The advantage of the Greenplum HD Data Computing Appliance will be its ability to run a relational database and Hadoop on a single appliance. That will not only save money by eliminating the need for separate hardware platforms, it will also speed insight and minimize storage demands by streaming Hadoop analyses directly into the Greenplum database. In this approach, data doesn't have to be created and stored in one environment and then copied and moved into another.
"One team can handle both environments, and the streaming capabilities will drastically reduce the amount of duplicate data," Lonergan said.
EMC's Enterprise Edition software features a proprietary replacement of the Hadoop Distributed File System (HDFS). Developed by EMC partner MapR, EMC says this HDFS alternative delivers two- to five-times faster performance than the standard HDFS.

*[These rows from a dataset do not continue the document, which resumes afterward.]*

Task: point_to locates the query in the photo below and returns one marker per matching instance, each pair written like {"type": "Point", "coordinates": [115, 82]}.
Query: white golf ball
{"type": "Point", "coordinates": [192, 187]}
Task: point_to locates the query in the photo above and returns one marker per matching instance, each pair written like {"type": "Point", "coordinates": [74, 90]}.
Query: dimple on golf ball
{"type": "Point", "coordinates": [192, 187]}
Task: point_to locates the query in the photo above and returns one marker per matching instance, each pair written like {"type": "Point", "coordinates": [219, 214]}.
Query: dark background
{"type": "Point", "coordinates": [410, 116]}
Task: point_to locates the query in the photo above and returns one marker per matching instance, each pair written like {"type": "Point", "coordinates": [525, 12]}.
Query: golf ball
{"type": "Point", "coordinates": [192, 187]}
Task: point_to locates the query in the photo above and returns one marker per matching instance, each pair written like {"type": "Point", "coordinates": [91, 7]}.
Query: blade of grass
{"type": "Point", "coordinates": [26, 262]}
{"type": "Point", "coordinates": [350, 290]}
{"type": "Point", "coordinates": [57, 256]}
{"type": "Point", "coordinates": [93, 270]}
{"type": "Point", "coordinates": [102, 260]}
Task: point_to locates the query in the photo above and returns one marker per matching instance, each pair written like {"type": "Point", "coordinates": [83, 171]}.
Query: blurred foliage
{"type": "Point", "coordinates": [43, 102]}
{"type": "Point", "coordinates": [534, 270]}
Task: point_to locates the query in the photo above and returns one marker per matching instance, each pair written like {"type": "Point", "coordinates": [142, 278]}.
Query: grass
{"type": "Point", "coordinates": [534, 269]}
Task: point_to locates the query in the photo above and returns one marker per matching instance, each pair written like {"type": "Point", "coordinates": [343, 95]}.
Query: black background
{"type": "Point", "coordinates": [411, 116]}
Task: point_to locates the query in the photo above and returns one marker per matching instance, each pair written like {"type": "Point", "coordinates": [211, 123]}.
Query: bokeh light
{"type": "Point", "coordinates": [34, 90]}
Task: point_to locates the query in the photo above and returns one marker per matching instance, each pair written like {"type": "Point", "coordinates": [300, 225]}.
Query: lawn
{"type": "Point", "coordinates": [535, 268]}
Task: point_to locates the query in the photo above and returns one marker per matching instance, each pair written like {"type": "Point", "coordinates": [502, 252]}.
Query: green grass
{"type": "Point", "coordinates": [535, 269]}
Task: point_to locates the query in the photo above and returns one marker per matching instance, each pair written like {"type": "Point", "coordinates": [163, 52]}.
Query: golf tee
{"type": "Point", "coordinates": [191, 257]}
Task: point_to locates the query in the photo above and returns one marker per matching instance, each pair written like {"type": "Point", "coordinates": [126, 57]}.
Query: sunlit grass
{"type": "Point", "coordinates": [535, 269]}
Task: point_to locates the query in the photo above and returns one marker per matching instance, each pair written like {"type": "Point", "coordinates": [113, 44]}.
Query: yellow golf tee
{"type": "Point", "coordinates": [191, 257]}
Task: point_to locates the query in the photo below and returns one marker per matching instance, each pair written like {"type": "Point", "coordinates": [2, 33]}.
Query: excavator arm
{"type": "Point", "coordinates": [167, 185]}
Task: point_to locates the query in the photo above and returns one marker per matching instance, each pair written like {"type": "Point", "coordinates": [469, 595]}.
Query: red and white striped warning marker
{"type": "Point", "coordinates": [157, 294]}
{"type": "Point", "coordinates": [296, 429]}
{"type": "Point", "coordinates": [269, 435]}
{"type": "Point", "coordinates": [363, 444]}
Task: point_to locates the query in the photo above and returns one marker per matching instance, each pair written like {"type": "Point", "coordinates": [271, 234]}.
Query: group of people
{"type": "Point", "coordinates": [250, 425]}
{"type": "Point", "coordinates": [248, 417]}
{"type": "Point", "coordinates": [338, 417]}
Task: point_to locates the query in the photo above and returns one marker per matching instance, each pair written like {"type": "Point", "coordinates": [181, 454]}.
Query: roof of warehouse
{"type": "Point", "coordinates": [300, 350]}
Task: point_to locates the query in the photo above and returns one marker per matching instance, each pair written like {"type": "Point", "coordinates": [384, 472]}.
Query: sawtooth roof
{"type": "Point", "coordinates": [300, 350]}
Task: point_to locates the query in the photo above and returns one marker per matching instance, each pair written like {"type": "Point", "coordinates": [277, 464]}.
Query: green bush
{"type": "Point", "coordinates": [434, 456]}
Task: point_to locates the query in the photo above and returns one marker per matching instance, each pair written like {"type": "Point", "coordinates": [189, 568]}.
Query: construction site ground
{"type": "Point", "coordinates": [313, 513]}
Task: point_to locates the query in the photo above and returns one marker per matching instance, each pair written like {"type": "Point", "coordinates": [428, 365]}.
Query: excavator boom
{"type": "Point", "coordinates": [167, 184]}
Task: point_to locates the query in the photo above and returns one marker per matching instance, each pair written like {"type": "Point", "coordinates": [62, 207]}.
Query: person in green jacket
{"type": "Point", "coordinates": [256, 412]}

The MapR file system also provides capabilities not supported in standard HDFS, including snapshots and replication for backup and recovery, simple data loading and access via a network file system, automatic failure detection and notification for improved reliability, and multi-site management features.
As noted, EMC's planned appliance is not the first to support mixed structured and unstructured data analysis. Greenplum itself can already query HDFS from within the Greenplum database. And AsterData, which was recently acquired by Teradata, has won most of its customers on the strength of its SQL-MapReduce capabilities, which enable developers to handle many types of unstructured data query and processing jobs, though not quite to the degree supported by Hadoop.
Given the fast-moving state of Hadoop developments, there will undoubtedly be more novel combinations of Hadoop aimed at blended data-analysis capabilities. In fact, Lonergan acknowledged DataStax’s achievement and predicted that within two to three years, single platforms -- including EMC's -- will handle the mix of unstructured data and Hadoop-style analysis, structured data query with SQL analysis and data mining, and real-time, low-latency in-memory analysis of high volumes of information.
EMC has the first two covered and is "working aggressively" to cover the third, Lonergan said. SAP is tackling the second and third domain with its in-memory strategy, and SAP’s BusinessObjects analytics initiatives could lead to interest in unstructured-data analysis.
DataStax has addressed unstructured and real-time with Brisk, and it could add other open-source software for SQL-relational analysis.
Oracle has talked up the blend of transactional and analytics support, but it's currently an either-or proposition when it comes to configuring Exadata. Real-time, in-memory loading and analysis is also not part of the picture as yet with Exadata.
If innovators pioneer all-purpose analytic databases, it's easy to see that IBM, Oracle, Teradata and all other database contenders will have to respond.